A press conference will be conducted beginning at 1:00 p.m. at the National Press Club, Zenger Room, 529 14th Street, NW, 13th Floor, Washington, DC 20045. The panel will include Martin Garbus, lead counsel for Leonard Peltier; Cynthia Dunne, attorney for Leonard Peltier and former federal prosecutor; Bruce Ellison, long-time attorney for Leonard Peltier; Justin Mazzola of Amnesty International-USA; John Dulles, former Regional Director of the U.S. Commission on Civil Rights (and successor to Bill Muldrow); and Jean Roach and Norman Patrick Brown, survivors of the June 26, 1975 firefight at the Jumping Bull ranch, commonly referred to as “the Incident at Oglala” that led to the decades-long imprisonment of Leonard Peltier. The panel will be joined by Peltier family members and other invited guests. The panel presentations will be followed by a Q&A session. Opportunities for individual interviews with panelists and other attendees will be provided.

Friday Evening, December 9 – “Indigenous Rights and Environmental Issues: Problems and Solutions”

Join us at the Continental Ballroom, George Washington University, Cloyd Heck, Marvin Center, Floor 3, 800 21st Street, NW, Washington, DC 20052 for presentations by and discussion with Indigenous organizers and advocates from across the country. Topics will include a range of environmental issues and updates on how Native communities are addressing them. From resource extraction, to transport of oil and nuclear waste, and to deforestation how are the country’s earliest residents and their ancestral homelands affected? How is colonization still happening today and what can be done about it? Speakers include Leona Morgan of Diné No Nukes, Jasilyn Charger of the International Indigenous Youth Council on the Dakota Access Pipeline, and other special guests.
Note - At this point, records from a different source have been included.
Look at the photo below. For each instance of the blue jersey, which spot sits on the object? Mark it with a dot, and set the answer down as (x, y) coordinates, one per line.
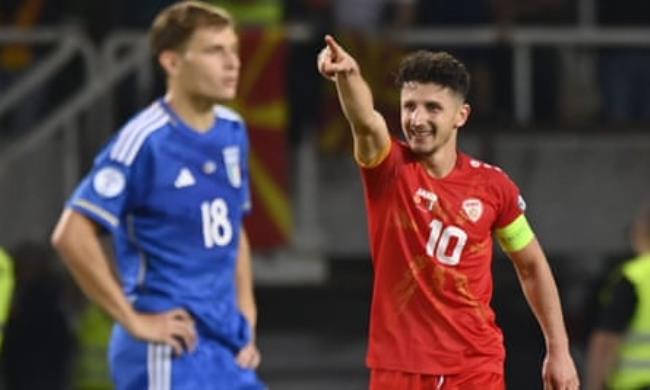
(174, 200)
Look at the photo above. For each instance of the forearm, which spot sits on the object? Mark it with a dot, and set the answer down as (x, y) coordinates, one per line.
(76, 241)
(244, 282)
(356, 101)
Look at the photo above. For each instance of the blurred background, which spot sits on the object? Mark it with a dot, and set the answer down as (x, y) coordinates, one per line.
(561, 101)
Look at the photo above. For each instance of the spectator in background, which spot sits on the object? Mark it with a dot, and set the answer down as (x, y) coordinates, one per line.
(15, 59)
(623, 72)
(39, 344)
(618, 356)
(490, 66)
(371, 16)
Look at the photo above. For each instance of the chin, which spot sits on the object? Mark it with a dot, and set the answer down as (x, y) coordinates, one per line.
(418, 148)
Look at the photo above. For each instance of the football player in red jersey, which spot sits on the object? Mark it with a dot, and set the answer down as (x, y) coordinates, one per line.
(432, 213)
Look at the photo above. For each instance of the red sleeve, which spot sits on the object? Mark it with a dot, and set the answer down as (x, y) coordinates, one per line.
(380, 177)
(512, 204)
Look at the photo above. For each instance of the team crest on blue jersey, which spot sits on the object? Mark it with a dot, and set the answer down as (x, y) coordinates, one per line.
(425, 200)
(109, 182)
(231, 159)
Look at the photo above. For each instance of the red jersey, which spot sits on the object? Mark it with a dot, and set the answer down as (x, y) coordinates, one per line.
(431, 244)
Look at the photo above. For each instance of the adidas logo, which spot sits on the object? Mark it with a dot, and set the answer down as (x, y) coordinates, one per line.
(184, 179)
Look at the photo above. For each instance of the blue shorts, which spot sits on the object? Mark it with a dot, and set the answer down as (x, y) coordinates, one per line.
(138, 365)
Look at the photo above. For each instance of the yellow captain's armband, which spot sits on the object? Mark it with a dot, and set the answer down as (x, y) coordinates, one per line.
(377, 160)
(515, 236)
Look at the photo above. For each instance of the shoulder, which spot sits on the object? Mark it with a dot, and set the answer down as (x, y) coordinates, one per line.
(490, 172)
(132, 136)
(228, 114)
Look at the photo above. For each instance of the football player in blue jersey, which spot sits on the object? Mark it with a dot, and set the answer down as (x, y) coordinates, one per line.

Doors will open at 6:30 p.m.

Saturday, Human Rights Day, December 10 – “U.S. Prisons: Conditions of Confinement”

Join us for a conference at the Washington College of Law, American University – Tenley Campus, 4300 Nebraska Avenue, NW, Yuma Building, Claudio Grossman Hall, Washington, DC  20016. Speakers include:

  • Daniel McGowan, former federal prisoner, on Communication Management Units and First Amendment rights of prisoners;
  • Robert King of the Angola 3 (former Louisiana state prisoner) on solitary confinement;
  • Pooja Gehi, Executive Director of the National Lawyers Guild, on aging prisoners in the U.S., and early release options, as well as an update on activists’ rights;
  • Jamelia Morgan, American Civil Liberties Union’s National Prison Project, on an array of prisoners’ rights issues including medical neglect;
  • Lenny Foster, Navajo Nation Corrections Project and International Indian Treaty Council, on infringement of spiritual/religious rights of Indigenous prisoners;
  • Nick Estes, Red Nation, on Indigenous Peoples and the Criminal Justice System; and
  • Jasmine Heiss, International Leonard Peltier Defense Committee, on Leonard Peltier and conditions of his confinement, including current health-related concerns.

Doors will open at 8:00 a.m.

A candlelight vigil will follow at the White House (5:00-8:00 p.m.).